Come all ye noble emigrants that feel inclined to roam,
Into this western country, to seek a pleasant home,
Just take a pioneer’s advice, he’ll point you out the best,
Go to lovely Minnesoty, that Lily of the West.

In eighteen hundred and fifty four, I left my native shore,
My worthy friends and native home never to see them more,
Besides, my aged parents I left among the rest,
And sailed for Minnesoty, the Lily of the West.

When I viewed this pleasant country, it filled me with surprise,
To see those spreading prairies, and fields of grain likewise,
You call into a cabin, you are always a welcome guest,
That’s the fashion of Minnesoty, the Lily of the West.

I viewed those jolly farmers, a-toiling at their ploughs,
Likewise the pretty fair maid, a-milking of the cows,
I viewed those lovely house-wives with tempers of the best,
They’re the darlings of Minnesoty, the Lily of the West.

Our lands they yield spontaneously potatoes, corn, and grain,
The climate’s also healthy, with cooling showers of rain,
There is plenty of fish in every stream, and game in the forest,
We have pleasures in Minnesoty, the Lily of the West.

Our pleasant burgs and villages they decorate the soil,
The architect, mechanic most manfully doth toil,
We have churches here of every sect, and schooling of the best,
We’ve industry in Minnesoty, the Lily of the West.

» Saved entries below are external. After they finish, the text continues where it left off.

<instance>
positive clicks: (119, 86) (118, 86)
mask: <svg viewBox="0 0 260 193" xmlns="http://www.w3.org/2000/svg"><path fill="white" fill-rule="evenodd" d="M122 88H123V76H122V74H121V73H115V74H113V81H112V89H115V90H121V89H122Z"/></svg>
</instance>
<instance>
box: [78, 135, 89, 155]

We have a flowing commerce upon our inland seas,
Where lofty ships and steamboats do sail continually,
We have mariners here both stout and bold, and masters of the best,
We have all things in Minnesota, the Lily of the West.

O, Michigan is not the place, nor Illinois the same,
The soil and climate can’t compare in raising of the grain,
A land of milk and honey, and temperature of the best,
And they call it Minnesoty, the Lily of the West.
____________

Again this month we have one of the very few songs I’ve found that mentions my beloved home state. In this case, it’s a song of praise, advertising the wonders of pioneer-era Minnesota to prospective “emigrants.” Bessie M. Stanchfield collected a version of the song, titled “The Beauty of the West,” from Mrs. Elma Snyder McDowell of St. Cloud in 1936. Stanchfield went on to gather three other Minnesota-sourced versions and all four texts were published in her article “‘The Beauty of the West’ A Minnesota Ballad” in the September 1946 issue of Minnesota History. The Snyder McDowell version was the only one collected by Stanchfield that came complete with a melody.

The above melody comes from the singing of Ezra “Fuzzy” Barhight who was recorded by song collector Ellen Stekert at his home in Cohocton, New York in the 50s. The text is primarily one of the texts published by Stanchfield that she found in the Saint Peter Courier of June 26, 1857. It is quite different than the other three published by Stanchfield but similar to Barhight’s fragment. I mixed in some lines from Barhight and the other Stanchfield texts to create the version above.

In her Minnesota History article, Stanchfield wrote that “this song, and others collected later, made me realize the fallacy of the belief that there is no Minnesota folk music.”